Forest Events Ltd submits premises licence application to host live music and serve alcohol until 2am at The 616 venue, Wellow, to Newark and Sherwood District Council
A premises licence application to host live music and serve alcohol until 2am has been submitted to Newark and Sherwood District Council.
The applicants, Forest Events Ltd, plan to bring more entertainment to the The 616 venue — a 13-double room holiday accommodation at Chapel Farm, Wellow.
However, residents are worried that should the licence be granted, they would be left with an inappropriate venue in the village.
The site’s cellar would be home to live and recorded music, while the supply of alcohol would be from 7am to 2am daily.
Michael Kheng, of Kurnia Consultants Ltd, who spoke at the on behalf of residents with objections, highlighted public nuisance, public safety and a fear of crime and disorder as issues that needed to be addressed.
“The residents believe it is totally inappropriate for a small village the size of Wellow,” said Mr Kheng.

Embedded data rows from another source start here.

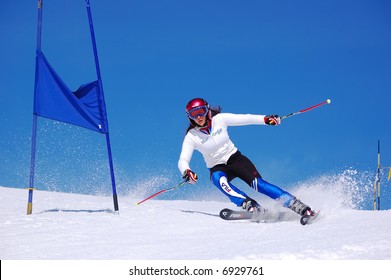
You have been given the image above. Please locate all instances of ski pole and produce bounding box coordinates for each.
[282,99,331,120]
[136,180,187,205]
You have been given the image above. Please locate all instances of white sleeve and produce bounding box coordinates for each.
[178,135,195,175]
[219,113,267,126]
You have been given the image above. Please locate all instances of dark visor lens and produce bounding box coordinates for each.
[188,106,208,120]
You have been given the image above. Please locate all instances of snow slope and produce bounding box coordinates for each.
[1,185,390,260]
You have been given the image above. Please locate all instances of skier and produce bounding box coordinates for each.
[178,97,315,218]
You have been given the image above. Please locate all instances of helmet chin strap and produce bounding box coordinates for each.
[198,119,209,128]
[198,116,211,134]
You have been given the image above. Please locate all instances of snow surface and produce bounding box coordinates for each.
[1,184,391,260]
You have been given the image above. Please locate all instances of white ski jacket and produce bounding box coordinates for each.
[178,113,267,174]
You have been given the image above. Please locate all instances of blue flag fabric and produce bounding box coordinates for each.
[33,50,108,133]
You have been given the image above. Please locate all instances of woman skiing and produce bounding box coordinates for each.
[178,97,315,217]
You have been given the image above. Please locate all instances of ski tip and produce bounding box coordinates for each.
[219,208,232,219]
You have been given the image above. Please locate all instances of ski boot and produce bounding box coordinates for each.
[287,198,312,215]
[242,197,267,214]
[242,197,259,212]
[288,198,317,225]
[241,197,274,221]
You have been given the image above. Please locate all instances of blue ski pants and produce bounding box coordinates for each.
[210,151,294,207]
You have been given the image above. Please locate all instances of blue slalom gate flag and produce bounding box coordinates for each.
[27,0,119,215]
[33,50,108,134]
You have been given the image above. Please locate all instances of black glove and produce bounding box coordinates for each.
[264,115,281,126]
[183,169,198,184]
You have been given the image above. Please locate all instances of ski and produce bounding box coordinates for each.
[220,208,320,225]
[300,211,320,225]
[219,208,297,223]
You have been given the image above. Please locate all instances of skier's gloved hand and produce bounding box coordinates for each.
[264,115,281,126]
[183,169,198,184]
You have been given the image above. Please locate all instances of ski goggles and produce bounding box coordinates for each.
[187,105,209,120]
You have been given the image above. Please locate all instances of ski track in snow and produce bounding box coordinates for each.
[1,186,391,260]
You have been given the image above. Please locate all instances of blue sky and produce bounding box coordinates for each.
[1,1,390,206]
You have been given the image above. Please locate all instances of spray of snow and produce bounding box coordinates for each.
[290,169,373,212]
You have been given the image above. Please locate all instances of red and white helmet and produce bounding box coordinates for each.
[186,98,208,113]
[186,98,210,121]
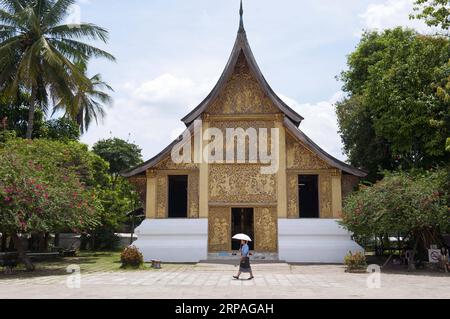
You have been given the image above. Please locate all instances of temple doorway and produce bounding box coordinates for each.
[298,175,320,218]
[168,175,188,218]
[231,208,254,251]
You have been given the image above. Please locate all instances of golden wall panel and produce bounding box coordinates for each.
[286,135,332,170]
[188,172,200,218]
[208,207,231,252]
[156,175,167,218]
[207,120,276,163]
[155,153,198,170]
[320,174,333,218]
[207,53,278,115]
[254,207,278,252]
[128,176,146,204]
[342,174,360,200]
[287,173,299,218]
[209,165,277,203]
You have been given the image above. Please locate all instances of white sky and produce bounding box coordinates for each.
[76,0,434,161]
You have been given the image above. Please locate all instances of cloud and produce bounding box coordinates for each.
[280,92,347,162]
[81,74,211,159]
[82,76,348,164]
[132,74,199,110]
[359,0,434,33]
[81,72,347,163]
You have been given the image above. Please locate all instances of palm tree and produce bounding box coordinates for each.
[54,60,113,133]
[0,0,115,138]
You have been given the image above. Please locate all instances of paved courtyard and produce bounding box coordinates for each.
[0,263,449,299]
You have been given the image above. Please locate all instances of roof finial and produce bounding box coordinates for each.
[239,0,245,32]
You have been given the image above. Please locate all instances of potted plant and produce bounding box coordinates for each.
[344,251,367,273]
[120,246,144,269]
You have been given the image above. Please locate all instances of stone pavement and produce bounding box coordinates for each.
[0,263,449,299]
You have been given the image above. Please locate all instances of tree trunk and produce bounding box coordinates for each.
[408,237,419,272]
[37,232,49,252]
[76,111,84,133]
[54,233,60,247]
[1,233,6,252]
[11,234,35,271]
[25,87,37,139]
[8,235,14,251]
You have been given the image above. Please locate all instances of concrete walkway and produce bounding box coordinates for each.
[0,263,449,299]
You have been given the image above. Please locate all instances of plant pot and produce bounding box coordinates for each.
[346,267,368,273]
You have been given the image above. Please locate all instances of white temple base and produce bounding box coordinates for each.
[133,219,208,263]
[278,219,364,263]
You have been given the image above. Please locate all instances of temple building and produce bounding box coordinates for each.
[123,3,366,263]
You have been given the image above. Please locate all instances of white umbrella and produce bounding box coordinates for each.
[232,234,252,242]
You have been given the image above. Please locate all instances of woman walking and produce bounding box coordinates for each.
[233,240,254,280]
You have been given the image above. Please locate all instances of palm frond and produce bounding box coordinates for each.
[43,0,75,27]
[0,0,26,15]
[0,8,23,28]
[47,23,110,43]
[48,38,116,61]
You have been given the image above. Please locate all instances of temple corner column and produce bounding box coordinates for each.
[331,169,343,219]
[276,116,288,218]
[145,169,157,219]
[199,118,209,219]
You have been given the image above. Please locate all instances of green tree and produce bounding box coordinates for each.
[1,93,80,141]
[92,138,143,186]
[87,138,143,250]
[337,28,450,180]
[0,138,104,270]
[0,93,46,138]
[89,178,141,251]
[412,0,450,30]
[341,169,449,270]
[41,117,80,142]
[0,0,115,138]
[54,60,114,134]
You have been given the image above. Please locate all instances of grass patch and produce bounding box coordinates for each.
[0,251,157,278]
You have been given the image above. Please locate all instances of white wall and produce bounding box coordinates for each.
[278,219,364,263]
[133,219,208,263]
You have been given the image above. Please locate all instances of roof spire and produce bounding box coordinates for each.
[239,0,245,32]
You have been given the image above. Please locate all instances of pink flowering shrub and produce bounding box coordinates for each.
[340,170,449,258]
[0,139,102,236]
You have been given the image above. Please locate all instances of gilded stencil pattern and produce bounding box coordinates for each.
[287,174,299,218]
[207,120,276,162]
[208,53,278,115]
[156,176,167,218]
[320,174,333,218]
[209,165,277,203]
[208,208,231,252]
[128,176,146,203]
[188,172,199,218]
[155,154,198,170]
[255,208,278,252]
[286,135,332,170]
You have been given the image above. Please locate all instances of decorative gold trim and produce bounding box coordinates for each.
[146,169,157,178]
[209,202,277,207]
[276,121,287,218]
[254,207,278,252]
[157,169,199,175]
[287,169,337,174]
[206,113,282,122]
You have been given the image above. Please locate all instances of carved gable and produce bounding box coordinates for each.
[286,134,332,170]
[207,52,279,115]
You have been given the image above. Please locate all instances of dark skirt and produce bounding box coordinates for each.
[239,257,251,273]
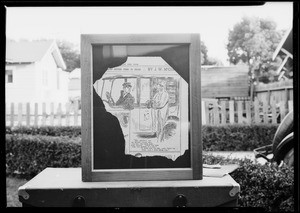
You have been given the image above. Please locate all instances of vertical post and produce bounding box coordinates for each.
[26,103,30,126]
[237,101,243,124]
[288,100,293,112]
[18,103,22,126]
[66,102,70,126]
[10,103,14,127]
[254,99,260,124]
[250,81,254,102]
[34,103,38,127]
[245,101,251,124]
[81,35,92,181]
[285,88,289,111]
[229,100,234,124]
[220,101,226,124]
[201,101,206,125]
[263,102,268,124]
[271,104,277,124]
[57,103,62,126]
[42,103,46,126]
[267,90,271,105]
[190,33,202,179]
[74,100,78,126]
[205,102,210,125]
[50,103,54,126]
[213,101,219,125]
[280,101,286,122]
[269,92,274,108]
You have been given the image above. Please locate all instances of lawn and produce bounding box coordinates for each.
[6,177,28,207]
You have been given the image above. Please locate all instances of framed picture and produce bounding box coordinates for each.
[81,34,202,181]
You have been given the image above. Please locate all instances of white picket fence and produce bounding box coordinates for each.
[5,99,293,127]
[5,101,81,127]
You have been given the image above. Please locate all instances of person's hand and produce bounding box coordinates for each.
[152,100,159,109]
[146,100,152,109]
[106,92,111,99]
[106,92,114,105]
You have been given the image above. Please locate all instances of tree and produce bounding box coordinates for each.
[200,41,222,66]
[227,16,283,81]
[206,57,224,66]
[200,41,209,65]
[57,40,80,72]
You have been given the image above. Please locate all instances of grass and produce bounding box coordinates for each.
[6,177,28,207]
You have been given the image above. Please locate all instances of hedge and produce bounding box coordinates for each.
[6,126,81,137]
[6,124,278,151]
[202,124,278,151]
[204,154,294,212]
[6,135,293,211]
[232,160,294,212]
[6,134,81,179]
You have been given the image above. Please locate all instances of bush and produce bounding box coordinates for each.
[6,124,278,151]
[232,160,294,212]
[6,126,81,137]
[6,134,293,211]
[6,134,81,179]
[202,124,278,151]
[203,154,294,212]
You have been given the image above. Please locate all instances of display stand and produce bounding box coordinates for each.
[18,168,239,207]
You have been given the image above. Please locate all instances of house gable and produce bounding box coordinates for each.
[6,40,66,70]
[6,40,69,105]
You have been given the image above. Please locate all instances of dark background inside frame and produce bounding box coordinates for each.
[92,44,191,170]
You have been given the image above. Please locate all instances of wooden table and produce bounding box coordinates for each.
[18,168,240,207]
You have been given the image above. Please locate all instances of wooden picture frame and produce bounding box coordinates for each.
[81,34,202,182]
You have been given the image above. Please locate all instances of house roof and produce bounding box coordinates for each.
[6,40,66,70]
[272,27,293,60]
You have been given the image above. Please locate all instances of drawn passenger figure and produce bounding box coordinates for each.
[152,80,169,141]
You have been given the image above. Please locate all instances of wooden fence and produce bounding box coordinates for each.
[254,80,293,107]
[5,99,293,127]
[6,101,81,127]
[202,99,293,125]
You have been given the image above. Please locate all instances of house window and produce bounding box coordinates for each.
[6,70,13,83]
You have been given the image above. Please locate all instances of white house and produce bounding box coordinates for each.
[68,68,81,101]
[5,40,69,111]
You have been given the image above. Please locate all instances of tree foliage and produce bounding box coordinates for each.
[206,57,224,66]
[201,41,222,65]
[200,41,208,65]
[227,16,283,82]
[57,40,80,72]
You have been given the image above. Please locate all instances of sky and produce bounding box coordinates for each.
[6,2,293,65]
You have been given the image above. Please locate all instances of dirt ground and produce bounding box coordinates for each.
[6,177,28,207]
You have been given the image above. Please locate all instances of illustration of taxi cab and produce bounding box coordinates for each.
[94,57,188,142]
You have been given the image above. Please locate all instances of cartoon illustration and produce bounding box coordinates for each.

“The site has a residential property around 30 metres away.
“There is no planning in place and a planning inspector has looked at the application and has deemed that they (the rooms) should only be used for holiday accommodation, and no other purpose.
“For that reason, we believe they should be refused.
“They (the applicants) should go through planning first — and we do not think it would be an easy path to get planning permission — but once they have that, they should comeback and then it could be justified as to why you could grant a premises license.
“There are all of the safety concerns, such as getting fire engines and ambulances to the site. The plan doesn’t conform.
“There is no clear, marked areas. There is no bar shown on the plans, no kitchen shown on the plans, which doesn’t fulfil the requirements or regulations, so the application should be dismissed on that point also.
“A similar application was made in East Riding of Yorkshire and was refused.”
David Chapelhow, who runs the business with his wife, Gair Kettles, said: “The application (premise licence) that we have is for a holiday cottage for up to 26 people.
“We strongly believe that whether it is ten or 20 people here, to be granted a licence is the responsible thing to do.
“We have looked at the issues regarding access and, in particular, the fire service and ambulance service do not have any objections whatsoever.
“Myself and my wife are responsible people and we are very good at what we do.
“There seems to be a misconception that if we are not granted this licence we will not be able to open or operate and, to clarify, all we want to do is be responsible and to be granted a licence for what happens here.
“There will be no impact on traffic movement and there will be no impact on the amount of people attending.
“There will be no impact on the day-to-day operation, but having a licence will make us responsibly and liable for whatever happens here.”
Mr Chapelhow also argued there was ample parking for more than 300 cars on owned fields and hard-standing land around the site, however, as it was outside of the submitted plans, it was overlooked by the licensing committee, which was concerned that attendees would park on the lane approaching the site, and that a nearby open bridge, mixed with a lack of street lighting and alcohol, would present danger.